Our goals as mothers are to keep our kids healthy and strong, and give them the best future we possibly can. Mothers everywhere have these same goals. Recently I was able to attend a briefing at the United Nations about how the global solutions for health are coming together. The experts call it a “grand convergence”. What it means is that health professionals, governments and businesses are finding new ways to collaborate to ensure health for more moms and babies.
Global Health 2035
In just over 20 years, these communities hope to reach some incredible milestones, ones that seemed unimaginable a decade ago!
Like providing every child, woman, and man with access to the powerful medicines, vaccines, and other tools we have to fight infectious diseases and prevent the deaths of mothers and children; reducing the rates of children dying before their fifth birthday, to only 16 per 1,000 live births; saving the lives of people with AIDS – reducing deaths to 8 per 100,000; and preventing and saving lives from vaccine-preventable diseases, like Tuberculosis to fewer than 4 people per 100,000.

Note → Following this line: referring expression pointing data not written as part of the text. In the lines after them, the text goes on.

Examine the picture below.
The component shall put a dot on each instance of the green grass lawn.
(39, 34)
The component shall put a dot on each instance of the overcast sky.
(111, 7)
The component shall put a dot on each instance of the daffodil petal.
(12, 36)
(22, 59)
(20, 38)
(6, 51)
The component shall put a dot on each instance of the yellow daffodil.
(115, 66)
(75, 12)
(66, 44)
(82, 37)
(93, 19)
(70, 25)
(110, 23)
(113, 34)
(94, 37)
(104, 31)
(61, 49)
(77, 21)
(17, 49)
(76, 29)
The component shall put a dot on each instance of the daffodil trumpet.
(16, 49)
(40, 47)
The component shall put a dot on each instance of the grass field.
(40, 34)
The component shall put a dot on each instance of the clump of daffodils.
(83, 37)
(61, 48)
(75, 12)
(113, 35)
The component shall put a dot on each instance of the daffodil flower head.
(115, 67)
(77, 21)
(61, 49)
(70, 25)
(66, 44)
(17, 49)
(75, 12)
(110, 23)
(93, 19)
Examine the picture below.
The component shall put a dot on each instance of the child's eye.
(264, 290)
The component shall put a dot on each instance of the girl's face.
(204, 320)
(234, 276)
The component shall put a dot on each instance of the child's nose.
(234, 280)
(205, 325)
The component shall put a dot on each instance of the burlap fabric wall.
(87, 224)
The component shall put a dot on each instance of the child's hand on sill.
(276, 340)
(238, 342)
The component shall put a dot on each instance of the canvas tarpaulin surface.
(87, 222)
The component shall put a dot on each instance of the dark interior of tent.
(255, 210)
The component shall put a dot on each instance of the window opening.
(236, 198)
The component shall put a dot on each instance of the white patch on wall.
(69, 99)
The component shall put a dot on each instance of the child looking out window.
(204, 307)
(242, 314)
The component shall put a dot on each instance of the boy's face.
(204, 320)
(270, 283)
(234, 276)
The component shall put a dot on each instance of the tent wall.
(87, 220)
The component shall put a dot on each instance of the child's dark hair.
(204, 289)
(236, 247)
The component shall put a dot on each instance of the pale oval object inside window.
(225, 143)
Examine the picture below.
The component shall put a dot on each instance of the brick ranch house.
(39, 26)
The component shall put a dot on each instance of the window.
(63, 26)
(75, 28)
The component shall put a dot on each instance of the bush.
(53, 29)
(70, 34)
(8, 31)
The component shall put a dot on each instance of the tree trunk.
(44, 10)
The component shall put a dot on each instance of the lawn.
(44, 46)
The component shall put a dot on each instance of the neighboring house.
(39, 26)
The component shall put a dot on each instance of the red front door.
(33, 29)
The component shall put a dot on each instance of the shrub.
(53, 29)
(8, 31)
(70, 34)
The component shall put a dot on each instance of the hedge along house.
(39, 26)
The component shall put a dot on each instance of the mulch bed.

Global Health 2035 proposes a new, ambitious investment framework to close global health gaps within a generation. Presented by the Lancet Commission on Investing in Health (an international group of 25 economists and global health experts), the “Global Convergence 2035: A World Converging Within A Generation” includes aggressively expanding new and existing tools to tackle HIV/AIDS, TB, malaria, neglected tropical diseases and mother and child health conditions by gathering collective support of both national governments and the international communities.
If just the governments of low and middle income countries invested only 1 percent of their economic growth over the next two decades the whole “grand convergence” would be able to provide every woman, every man and child the access to the vaccines and health care they need.
“By harnessing the financial and ever-improving technical capacity of our generation, we can avert 10 million deaths in 2035 and ensure healthy, productive lives for millions more people—a remarkable step toward closing the massive gap that has defined global health for the past three decades.”